Semi-circular lines are visible throughout the piece. These lines are traces of where the 34- to 56-inch sawblade’s teeth cut the original tree. Sometimes one tooth was out of alignment, so its marks became more accented than the others. You can see the stronger lines every inch or so. If you have not seen one of these saws in action, it is a real treat. You can see a video of an antique sawmill in operation on YouTube.

The farmstead dates back to the 1880s with an original settler named George Kugler. The site is situated near Waconia, Minnesota. Based on records from the Carver Country Historical Society, Mr. Kugler became the postmaster for Waconia in 1885. He was active in the community and politics. He celebrated his 65th birthday in 1891. In in the plat map, you can see a reference in section 35 to Geo. Kugler.

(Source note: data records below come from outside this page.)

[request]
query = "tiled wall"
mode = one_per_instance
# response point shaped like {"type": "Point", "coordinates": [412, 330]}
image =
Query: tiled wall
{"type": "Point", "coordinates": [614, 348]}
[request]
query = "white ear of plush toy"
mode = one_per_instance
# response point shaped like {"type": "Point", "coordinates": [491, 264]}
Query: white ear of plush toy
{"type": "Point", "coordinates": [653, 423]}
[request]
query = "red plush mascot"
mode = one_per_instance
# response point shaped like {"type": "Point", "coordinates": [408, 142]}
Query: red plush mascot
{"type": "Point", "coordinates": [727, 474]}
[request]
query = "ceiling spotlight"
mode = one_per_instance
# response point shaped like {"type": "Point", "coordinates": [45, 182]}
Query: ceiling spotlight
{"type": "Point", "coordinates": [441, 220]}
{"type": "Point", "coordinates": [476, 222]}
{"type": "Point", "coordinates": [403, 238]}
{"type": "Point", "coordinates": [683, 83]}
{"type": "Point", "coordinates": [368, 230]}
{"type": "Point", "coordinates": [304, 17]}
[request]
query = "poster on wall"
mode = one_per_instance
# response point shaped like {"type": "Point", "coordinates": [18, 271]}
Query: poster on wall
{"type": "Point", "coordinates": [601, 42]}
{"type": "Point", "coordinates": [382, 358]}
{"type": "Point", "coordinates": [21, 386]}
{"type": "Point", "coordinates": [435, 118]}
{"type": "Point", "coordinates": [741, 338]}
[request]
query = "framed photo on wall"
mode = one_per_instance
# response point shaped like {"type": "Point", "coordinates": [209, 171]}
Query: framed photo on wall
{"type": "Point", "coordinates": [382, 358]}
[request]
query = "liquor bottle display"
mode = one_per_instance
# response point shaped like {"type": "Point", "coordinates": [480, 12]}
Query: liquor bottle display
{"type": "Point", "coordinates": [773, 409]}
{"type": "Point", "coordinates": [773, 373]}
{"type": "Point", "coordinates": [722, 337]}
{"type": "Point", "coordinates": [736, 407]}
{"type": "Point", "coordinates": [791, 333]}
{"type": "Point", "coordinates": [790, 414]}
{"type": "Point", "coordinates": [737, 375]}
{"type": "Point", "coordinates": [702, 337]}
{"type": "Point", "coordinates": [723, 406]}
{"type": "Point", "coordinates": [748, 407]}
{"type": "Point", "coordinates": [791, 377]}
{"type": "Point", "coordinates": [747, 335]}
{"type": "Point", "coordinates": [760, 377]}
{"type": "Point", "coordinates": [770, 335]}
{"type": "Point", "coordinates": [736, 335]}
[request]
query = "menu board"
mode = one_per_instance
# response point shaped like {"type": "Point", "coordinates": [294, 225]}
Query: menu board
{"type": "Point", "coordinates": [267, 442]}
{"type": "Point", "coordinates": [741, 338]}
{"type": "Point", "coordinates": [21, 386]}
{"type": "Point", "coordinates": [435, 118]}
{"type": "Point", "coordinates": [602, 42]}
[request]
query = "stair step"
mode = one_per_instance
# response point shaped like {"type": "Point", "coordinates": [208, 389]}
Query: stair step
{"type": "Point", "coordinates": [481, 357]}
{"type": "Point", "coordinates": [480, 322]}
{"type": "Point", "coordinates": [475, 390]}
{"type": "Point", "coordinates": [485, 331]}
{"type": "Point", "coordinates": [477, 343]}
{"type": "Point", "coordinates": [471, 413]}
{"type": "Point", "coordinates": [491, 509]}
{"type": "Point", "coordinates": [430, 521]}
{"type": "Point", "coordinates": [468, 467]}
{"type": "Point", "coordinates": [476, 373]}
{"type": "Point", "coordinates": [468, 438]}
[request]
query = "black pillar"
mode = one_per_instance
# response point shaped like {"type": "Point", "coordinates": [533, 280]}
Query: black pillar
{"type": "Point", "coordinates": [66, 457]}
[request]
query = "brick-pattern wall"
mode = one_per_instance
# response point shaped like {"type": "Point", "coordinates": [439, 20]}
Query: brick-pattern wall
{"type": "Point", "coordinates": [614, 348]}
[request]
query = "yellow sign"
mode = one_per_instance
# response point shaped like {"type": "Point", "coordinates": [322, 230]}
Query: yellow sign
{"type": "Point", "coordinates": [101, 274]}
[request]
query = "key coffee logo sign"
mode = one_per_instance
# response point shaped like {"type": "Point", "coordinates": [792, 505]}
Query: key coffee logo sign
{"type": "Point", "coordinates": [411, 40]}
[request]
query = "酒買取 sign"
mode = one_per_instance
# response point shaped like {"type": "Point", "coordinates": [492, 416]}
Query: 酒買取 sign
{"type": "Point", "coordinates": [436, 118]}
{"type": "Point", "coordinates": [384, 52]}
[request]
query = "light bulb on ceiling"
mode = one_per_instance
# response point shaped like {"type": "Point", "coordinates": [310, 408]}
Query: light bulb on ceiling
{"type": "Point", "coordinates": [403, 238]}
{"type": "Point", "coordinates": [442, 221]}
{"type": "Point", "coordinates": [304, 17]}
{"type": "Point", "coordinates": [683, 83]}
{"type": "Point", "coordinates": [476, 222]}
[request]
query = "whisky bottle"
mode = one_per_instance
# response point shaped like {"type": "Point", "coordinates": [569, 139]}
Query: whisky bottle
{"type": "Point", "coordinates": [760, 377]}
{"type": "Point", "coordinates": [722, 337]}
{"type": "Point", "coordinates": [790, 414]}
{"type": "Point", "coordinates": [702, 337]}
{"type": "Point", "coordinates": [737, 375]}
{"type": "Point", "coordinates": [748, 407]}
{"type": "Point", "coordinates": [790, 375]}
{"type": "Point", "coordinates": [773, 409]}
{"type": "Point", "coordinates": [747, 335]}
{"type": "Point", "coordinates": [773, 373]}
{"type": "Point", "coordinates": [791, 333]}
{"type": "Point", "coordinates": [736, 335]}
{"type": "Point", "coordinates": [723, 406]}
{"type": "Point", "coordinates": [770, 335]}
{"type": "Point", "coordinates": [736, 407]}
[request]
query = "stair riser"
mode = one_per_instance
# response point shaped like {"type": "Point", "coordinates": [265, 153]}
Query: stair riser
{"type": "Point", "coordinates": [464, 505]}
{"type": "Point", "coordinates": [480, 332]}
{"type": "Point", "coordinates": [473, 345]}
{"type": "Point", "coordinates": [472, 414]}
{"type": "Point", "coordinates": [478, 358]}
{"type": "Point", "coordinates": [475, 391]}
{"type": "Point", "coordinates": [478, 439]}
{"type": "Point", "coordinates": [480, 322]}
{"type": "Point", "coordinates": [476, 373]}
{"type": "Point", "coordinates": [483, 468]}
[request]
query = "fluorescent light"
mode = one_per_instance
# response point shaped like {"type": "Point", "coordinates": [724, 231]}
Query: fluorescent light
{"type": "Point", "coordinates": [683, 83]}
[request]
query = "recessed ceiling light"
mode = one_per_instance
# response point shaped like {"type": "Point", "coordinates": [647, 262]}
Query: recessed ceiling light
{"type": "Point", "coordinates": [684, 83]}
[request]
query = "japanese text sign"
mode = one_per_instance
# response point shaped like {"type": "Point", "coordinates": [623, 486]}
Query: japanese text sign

This piece has a high-end finish applied which gives it excellent durability but has a nice satin sheen and a touchable, natural feel.

We can cut this one to a different size and refinish the end for no additional fee.

It can be shipped anywhere in the lower 48 states via FedEx Gnd for $75

The Tag — 1971 American Motors Company Gremlin for $1999. For folks who grew up on the 1970s, the Gremlin is kind of an icon car. From what I understand, they were horribly unreliable but well remembered nonetheless. Of course, there was the Ford Pinto competing in the same market.